The human vaccine is trivalent (contains 3 flu viruses), but the recent severe flu cases are related to the newly (2002) emerging Fujian strain. In 1999 the H3N2 component of the trivalent vaccine (southern hemisphere) was A/Moscow/10/99 and the equivalent (A/Panama/2007/99) has been used since then for the northern hemisphere. The Panama strain was also used last year, even though it was quite clear that Panama was being replaced by Fujian throughout the world and cross reactivity between Panama and Fujian was poor.
This year, Fujian-like H3N2 isolates are being used in the northern hemisphere vaccine, but the bacterial contamination at Chiron has created a severe shortage. Thus, most of the people in the northern hemisphere have yet to be vaccinated with a Fujian-like virus. The use of Panama-like viruses from 1999 to 2003 makes little sense, because most of those being immunized are in the "at risk population" and they are immunized year after year with the same virus (even though immunity to the 1918 isolate has lasted over 85 years in an elderly population).

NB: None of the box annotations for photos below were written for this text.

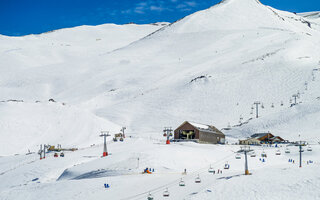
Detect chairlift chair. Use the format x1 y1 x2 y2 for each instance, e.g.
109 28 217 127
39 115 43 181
208 165 214 173
179 179 186 187
224 163 230 169
194 175 201 183
163 188 170 197
284 148 290 153
147 192 153 200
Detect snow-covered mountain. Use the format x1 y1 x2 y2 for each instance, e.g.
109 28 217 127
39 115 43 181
0 0 320 155
299 11 320 23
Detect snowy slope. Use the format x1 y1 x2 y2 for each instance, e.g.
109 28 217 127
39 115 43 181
0 102 121 156
298 12 320 23
0 0 320 200
0 0 320 152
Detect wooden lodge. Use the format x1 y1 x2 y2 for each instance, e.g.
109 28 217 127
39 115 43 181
174 121 225 144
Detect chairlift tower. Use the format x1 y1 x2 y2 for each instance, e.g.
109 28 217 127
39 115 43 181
99 131 110 157
121 127 126 138
253 101 261 118
43 144 48 159
297 135 306 168
38 144 42 160
304 81 308 90
292 94 299 105
163 127 173 144
237 146 252 175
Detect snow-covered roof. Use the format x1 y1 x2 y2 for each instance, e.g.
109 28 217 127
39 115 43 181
189 122 210 129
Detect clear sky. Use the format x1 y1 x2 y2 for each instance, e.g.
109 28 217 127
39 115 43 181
0 0 320 36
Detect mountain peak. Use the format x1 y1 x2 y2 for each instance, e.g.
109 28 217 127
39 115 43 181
166 0 306 33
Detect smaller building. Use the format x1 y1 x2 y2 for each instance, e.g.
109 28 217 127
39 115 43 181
251 132 274 144
244 132 288 144
239 138 260 145
270 136 285 144
174 121 225 144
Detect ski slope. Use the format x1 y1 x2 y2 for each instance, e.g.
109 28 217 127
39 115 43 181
0 138 320 200
0 0 320 200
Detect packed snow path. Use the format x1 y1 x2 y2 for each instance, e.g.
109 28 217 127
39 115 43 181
0 138 320 200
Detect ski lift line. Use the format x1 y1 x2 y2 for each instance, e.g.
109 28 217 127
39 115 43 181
121 153 234 200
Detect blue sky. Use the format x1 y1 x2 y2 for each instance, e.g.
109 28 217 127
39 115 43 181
0 0 320 36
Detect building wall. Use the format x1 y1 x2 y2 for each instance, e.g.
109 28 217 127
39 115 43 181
199 131 225 144
239 138 260 145
174 122 199 139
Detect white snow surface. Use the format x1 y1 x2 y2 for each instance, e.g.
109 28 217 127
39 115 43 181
0 0 320 200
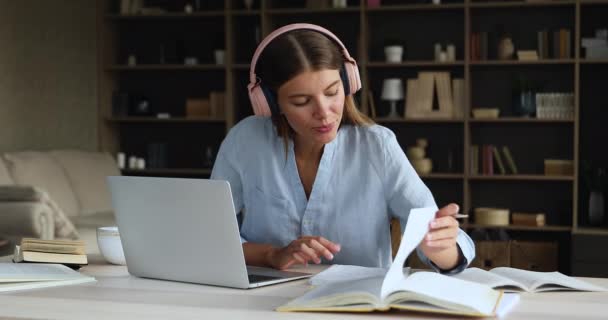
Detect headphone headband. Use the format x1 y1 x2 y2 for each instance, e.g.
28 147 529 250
249 23 356 90
247 23 361 116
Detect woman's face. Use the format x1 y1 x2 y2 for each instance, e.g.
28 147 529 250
277 69 344 146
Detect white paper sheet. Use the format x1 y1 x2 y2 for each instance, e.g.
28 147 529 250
381 207 437 299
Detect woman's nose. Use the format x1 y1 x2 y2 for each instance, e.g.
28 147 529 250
315 98 331 118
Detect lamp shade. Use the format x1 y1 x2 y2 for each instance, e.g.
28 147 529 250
382 78 403 101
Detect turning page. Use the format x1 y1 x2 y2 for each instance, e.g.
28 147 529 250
380 207 437 300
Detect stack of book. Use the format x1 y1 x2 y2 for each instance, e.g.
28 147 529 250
13 238 88 269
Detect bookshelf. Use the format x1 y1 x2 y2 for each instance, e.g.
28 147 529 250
97 0 608 274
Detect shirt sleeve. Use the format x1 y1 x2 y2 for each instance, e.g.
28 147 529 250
383 131 475 274
211 132 247 243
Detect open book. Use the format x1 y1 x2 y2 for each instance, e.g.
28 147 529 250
0 263 96 292
277 208 510 316
453 267 608 292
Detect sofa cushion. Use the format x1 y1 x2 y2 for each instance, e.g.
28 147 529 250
0 185 78 239
0 157 14 185
74 211 116 230
4 151 79 216
50 150 120 215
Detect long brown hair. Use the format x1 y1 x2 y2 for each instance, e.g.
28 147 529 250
256 29 374 151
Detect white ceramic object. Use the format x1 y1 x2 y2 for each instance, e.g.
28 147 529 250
97 227 127 266
410 158 433 174
406 147 426 160
384 46 403 63
473 108 500 119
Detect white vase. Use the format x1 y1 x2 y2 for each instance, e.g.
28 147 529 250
243 0 253 10
589 191 604 226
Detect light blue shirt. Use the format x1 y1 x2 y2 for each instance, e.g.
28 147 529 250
211 116 475 267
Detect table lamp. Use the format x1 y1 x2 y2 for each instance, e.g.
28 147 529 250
381 78 403 118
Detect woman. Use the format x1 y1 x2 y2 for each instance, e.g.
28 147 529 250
211 24 475 273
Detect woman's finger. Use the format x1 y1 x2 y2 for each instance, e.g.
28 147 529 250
308 239 334 260
430 216 460 229
296 242 321 264
424 228 458 241
425 238 456 249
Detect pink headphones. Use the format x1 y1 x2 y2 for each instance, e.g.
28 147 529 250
247 23 361 117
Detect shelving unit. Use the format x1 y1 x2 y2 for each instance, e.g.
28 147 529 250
98 0 608 273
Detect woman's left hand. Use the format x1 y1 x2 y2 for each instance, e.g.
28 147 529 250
420 203 460 269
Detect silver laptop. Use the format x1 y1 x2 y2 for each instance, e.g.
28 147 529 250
108 177 310 289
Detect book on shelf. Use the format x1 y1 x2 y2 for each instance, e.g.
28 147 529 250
517 50 538 61
367 90 376 119
404 71 454 119
481 144 494 176
453 267 608 292
0 263 96 292
471 144 479 175
492 146 507 174
277 207 517 316
511 212 546 227
502 146 517 174
452 78 466 119
13 238 88 269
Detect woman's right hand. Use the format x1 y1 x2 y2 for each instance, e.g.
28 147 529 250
266 236 340 270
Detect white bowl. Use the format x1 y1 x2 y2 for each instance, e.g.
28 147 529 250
410 158 433 174
97 227 127 266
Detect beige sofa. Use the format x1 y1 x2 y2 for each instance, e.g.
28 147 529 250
0 150 120 253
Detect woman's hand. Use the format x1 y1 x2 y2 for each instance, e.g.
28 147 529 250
266 236 340 270
420 203 460 270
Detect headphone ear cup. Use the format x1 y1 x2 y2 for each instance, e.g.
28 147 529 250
260 84 280 115
340 65 351 96
344 61 361 94
249 85 271 117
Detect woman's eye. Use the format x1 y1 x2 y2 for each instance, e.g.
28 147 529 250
326 89 339 97
292 100 308 107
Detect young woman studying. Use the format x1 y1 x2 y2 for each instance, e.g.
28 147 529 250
211 24 475 273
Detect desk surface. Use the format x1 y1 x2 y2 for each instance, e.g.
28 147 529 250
0 258 608 320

The second point that should be noted is the fact that the 1918 HA molecule causing the damage in mice is in fact a recombined gene and the havoc created in mice is similar to the havoc created by recent isolates of H5N1. H5N1 is also a recombinant (in all 8 genes) and is increasingly able to infect mammals (like mice, cats, and humans) and cause damage in multiple organs (leading to the hemorrhaging seen in human and avian H5N1 infections).
The H5N1 causing the pandemic in Asia is a recombinant that arose via multiple dual infections. In Vietnam and Thailand, many of the regional polymorphisms can be found in mammalian isolates. The lack of sufficient supplies of Fujian H3N2 vaccines increases the likelihood of more human infections, which increases the likelihood of more dual infections leading to recombination and the creation of a pandemic virus capable of efficient human to human transmission.